Many narrative journalists, of course, turn first to the feature writing prize. This year's contest was of particular interest because, for the first time, the Pulitzer board allowed the submission of entries from online and print magazines here and in the investigative reporting category. While The New Yorker fielded a finalist in Jennifer Gonnerman's article about the three-year imprisonment of a teenager at Rikers Island, the winner was Diana Marcum's intimate, detailed portraits of people affected by the drought in California for The Los Angeles Times. These are quiet stories in the best sense of the word, offering subtle but striking moments like this one, when a struggling store owner is asked for credit by a man buying two packages of hot dog buns and a roll of paper towels:
“Hey, Kenny, OK if I pay for these after Friday?” he asked, lowering his voice.
Alrihimi nodded. But his stomach dropped. This was a man who had never asked for credit before.
The store owner had 29 receipts that constituted the week’s IOUs. On the backs of two torn-up cigarette cartons, he wrote the running accounts: the ones where they owed $34, paid $12, then charged $8.
“It’s too sad to say no. I think of their kids,” said Alrihimi, a father of five. “They don’t have any money. I don’t have any money. We’re all trying to get through, little-by-little-bit.”
The St. Louis Post-Dispatch won the Pulitzer Prize for breaking news photography for its coverage of the unrest in Ferguson, Mo., but the images are anything but fleeting.

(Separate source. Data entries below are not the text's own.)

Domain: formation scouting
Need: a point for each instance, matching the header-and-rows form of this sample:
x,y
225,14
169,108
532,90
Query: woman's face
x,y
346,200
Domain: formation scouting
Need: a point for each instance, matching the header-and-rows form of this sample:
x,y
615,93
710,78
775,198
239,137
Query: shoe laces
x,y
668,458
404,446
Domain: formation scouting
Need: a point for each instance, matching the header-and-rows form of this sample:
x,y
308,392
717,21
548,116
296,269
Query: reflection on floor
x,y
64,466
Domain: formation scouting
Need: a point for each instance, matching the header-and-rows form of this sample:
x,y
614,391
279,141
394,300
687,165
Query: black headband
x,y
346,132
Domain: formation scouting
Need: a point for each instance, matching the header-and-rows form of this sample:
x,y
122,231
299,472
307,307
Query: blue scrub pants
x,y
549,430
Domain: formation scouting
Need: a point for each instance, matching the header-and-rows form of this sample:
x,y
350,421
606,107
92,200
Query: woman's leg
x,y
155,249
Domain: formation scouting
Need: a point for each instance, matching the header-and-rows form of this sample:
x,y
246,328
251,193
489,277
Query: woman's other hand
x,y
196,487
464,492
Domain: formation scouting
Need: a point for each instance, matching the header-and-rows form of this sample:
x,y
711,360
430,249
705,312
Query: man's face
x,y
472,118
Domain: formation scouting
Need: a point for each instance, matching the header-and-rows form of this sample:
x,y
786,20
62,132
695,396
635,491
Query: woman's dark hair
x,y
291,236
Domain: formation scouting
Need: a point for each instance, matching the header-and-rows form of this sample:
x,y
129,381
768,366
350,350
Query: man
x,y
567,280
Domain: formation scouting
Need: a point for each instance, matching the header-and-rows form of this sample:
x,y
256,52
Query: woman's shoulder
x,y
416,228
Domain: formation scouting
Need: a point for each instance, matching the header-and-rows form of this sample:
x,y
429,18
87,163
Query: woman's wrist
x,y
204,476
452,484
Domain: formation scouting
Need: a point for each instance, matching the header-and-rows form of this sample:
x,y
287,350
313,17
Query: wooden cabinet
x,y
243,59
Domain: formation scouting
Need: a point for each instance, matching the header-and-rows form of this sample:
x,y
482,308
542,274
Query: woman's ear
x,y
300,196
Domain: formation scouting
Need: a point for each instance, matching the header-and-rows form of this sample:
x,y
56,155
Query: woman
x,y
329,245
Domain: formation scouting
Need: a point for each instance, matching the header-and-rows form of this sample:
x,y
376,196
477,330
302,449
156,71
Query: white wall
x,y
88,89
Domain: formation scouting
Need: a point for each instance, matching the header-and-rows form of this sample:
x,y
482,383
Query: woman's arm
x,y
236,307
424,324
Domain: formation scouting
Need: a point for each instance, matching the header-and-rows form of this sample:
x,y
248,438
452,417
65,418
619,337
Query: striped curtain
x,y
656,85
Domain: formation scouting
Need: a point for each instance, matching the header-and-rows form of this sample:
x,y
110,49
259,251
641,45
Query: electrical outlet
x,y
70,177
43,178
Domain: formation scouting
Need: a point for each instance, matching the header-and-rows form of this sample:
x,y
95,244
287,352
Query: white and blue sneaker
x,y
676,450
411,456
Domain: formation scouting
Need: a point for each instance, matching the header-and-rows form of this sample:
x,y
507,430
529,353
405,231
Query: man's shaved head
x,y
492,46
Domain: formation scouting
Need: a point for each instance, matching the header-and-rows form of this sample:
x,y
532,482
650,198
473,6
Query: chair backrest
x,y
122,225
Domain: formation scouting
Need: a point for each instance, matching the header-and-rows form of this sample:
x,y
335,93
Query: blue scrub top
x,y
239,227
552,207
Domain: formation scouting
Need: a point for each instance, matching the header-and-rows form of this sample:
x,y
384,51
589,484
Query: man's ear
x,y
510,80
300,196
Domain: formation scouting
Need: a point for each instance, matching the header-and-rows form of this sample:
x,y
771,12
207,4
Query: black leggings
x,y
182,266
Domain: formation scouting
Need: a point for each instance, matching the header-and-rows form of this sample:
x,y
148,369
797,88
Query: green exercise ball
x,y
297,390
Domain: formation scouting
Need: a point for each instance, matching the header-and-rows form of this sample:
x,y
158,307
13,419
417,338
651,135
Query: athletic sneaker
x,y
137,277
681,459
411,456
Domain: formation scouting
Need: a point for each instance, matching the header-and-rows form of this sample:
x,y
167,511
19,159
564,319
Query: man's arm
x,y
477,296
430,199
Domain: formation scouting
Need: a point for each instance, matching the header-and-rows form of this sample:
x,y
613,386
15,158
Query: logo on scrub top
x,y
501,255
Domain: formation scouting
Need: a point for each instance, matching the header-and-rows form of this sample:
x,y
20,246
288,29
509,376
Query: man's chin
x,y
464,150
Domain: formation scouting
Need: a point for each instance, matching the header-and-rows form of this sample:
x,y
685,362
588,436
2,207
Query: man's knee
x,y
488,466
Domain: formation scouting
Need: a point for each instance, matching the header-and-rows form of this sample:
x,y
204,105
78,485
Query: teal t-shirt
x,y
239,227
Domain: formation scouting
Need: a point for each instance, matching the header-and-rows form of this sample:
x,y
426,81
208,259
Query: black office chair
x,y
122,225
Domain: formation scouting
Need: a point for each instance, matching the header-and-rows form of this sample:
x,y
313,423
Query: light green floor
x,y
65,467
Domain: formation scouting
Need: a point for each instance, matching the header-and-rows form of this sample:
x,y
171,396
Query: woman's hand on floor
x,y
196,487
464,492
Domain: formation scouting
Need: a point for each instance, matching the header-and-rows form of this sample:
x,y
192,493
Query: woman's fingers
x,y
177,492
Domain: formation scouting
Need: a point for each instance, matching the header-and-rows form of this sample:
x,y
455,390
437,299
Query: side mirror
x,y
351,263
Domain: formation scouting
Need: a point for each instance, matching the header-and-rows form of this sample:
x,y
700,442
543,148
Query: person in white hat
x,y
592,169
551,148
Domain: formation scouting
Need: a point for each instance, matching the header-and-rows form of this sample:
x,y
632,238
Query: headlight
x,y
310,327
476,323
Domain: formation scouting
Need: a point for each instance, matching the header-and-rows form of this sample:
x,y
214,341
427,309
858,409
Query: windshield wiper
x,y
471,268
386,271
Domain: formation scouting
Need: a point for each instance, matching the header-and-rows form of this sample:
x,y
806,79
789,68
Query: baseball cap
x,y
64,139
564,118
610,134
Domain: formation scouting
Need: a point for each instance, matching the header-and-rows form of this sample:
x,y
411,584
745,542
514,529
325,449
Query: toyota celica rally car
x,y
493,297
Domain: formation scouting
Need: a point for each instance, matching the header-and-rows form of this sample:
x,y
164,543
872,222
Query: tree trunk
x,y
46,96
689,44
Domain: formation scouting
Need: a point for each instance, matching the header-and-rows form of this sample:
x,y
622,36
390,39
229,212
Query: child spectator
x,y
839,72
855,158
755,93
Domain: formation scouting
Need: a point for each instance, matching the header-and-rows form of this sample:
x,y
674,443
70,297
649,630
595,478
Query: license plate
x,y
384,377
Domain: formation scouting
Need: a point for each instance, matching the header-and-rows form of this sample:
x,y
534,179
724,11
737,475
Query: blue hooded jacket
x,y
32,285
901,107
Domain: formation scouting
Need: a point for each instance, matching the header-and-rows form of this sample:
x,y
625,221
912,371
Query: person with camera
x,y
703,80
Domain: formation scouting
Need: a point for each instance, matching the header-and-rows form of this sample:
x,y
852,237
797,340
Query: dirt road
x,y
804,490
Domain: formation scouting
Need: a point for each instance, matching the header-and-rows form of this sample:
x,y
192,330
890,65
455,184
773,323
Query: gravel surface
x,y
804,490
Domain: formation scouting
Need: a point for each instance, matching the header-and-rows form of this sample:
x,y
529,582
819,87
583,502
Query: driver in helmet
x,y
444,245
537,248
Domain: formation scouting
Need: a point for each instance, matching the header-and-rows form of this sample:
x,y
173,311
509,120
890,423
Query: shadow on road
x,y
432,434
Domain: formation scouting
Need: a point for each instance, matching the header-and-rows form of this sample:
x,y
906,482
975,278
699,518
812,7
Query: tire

Some, like the photograph of a young man tossing back a tear gas canister, have already etched themselves into our collective memory of the events; none shy away from the raw emotions and uncomfortable aspects of this story, including one photo that portrays a gun-toting looter. It's clear from the depth and range of the work that, as the newspaper's director of photography told The New York Times photo blog, “The staff are experts at St. Louis."
Again, this is just an introduction to a collection of remarkable journalism, both winners and finalists. So when you've finished these, move on to the Post and Courier's stunning series on deaths from domestic violence in South Carolina, which won the medal for public service, and keep going from there.